# Where's Molly?



## mairi1 (Mar 12, 2012)

This made me smile this morning... Molly using her ears as an eye mask


----------



## DB1 (Jan 20, 2012)

Very cute, well it was bright and sunny today (was here anyway) at last.


----------



## colpa110 (Jul 5, 2011)

It's no good trying to hide Molly...it's time to get up you gorgeous thing you


----------



## RuthMill (Jun 30, 2012)

Cute girl... Her crate looks very inviting.


----------



## dmgalley (Aug 19, 2012)

I love Molly. :love-eyes:


----------



## wilfiboy (Sep 18, 2010)

We can see you  not quite time to get up yet.... She looks extremely comfy xxx


----------



## Woo (Oct 5, 2011)

Molly is just too cute  and very colour coordinated in the decoration of her crate, lovley.


----------



## Marzi (Sep 17, 2012)

Molly exhibits perfect camouflage with her surroundings...
Do you think she'd let me share her crate it looks sooooo cosy.


----------



## wilfiboy (Sep 18, 2010)

Course she would Mairi, I'll come up and take the pic lol but don't get in til I get there it'll be quite a while


----------



## Jenni (Jan 26, 2013)

Love this! Very cute indeed. 
Xx
Jenni & Heidi


----------



## RachelJ (Oct 5, 2012)

So gorgeous!

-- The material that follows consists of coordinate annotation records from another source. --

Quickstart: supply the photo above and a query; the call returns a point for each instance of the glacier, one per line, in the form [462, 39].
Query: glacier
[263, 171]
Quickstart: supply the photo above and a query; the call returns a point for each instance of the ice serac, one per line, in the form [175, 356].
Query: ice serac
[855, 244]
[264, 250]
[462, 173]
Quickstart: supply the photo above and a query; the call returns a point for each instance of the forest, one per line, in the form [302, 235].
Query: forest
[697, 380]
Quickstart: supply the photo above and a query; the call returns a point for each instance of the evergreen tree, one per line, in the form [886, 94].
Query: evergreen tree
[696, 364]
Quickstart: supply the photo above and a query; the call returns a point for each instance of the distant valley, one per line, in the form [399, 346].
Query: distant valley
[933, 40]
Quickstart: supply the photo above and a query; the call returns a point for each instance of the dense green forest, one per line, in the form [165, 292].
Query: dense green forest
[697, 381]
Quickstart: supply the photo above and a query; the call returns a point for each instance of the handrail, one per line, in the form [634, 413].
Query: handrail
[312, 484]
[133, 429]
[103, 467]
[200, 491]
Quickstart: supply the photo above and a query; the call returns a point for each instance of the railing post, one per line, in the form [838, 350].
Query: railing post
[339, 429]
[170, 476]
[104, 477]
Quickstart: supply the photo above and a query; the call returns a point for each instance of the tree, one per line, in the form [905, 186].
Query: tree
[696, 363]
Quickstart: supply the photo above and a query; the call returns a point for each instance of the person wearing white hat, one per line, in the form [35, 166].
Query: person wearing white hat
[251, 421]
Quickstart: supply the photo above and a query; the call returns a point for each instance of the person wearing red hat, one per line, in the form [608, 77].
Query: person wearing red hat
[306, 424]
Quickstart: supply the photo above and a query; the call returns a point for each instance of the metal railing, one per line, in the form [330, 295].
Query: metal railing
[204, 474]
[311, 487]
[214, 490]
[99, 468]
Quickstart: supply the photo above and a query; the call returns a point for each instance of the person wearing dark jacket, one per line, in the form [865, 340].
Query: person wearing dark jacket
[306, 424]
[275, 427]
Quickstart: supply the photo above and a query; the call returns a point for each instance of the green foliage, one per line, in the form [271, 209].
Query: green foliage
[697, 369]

What a little cutie x


----------



## mairi1 (Mar 12, 2012)

Yes I've often thought her crate looks far too cosy and inviting  

Its a dogs life....

xxx


----------



## kirstycam (Feb 5, 2013)

Molly is adorable!! Xx


----------



## eddie1 (May 31, 2012)

Just let me have 10 more minutes mum lol x x


----------



## Kt77 (Sep 20, 2012)

Think I may crawl in there with her very sleepy!


----------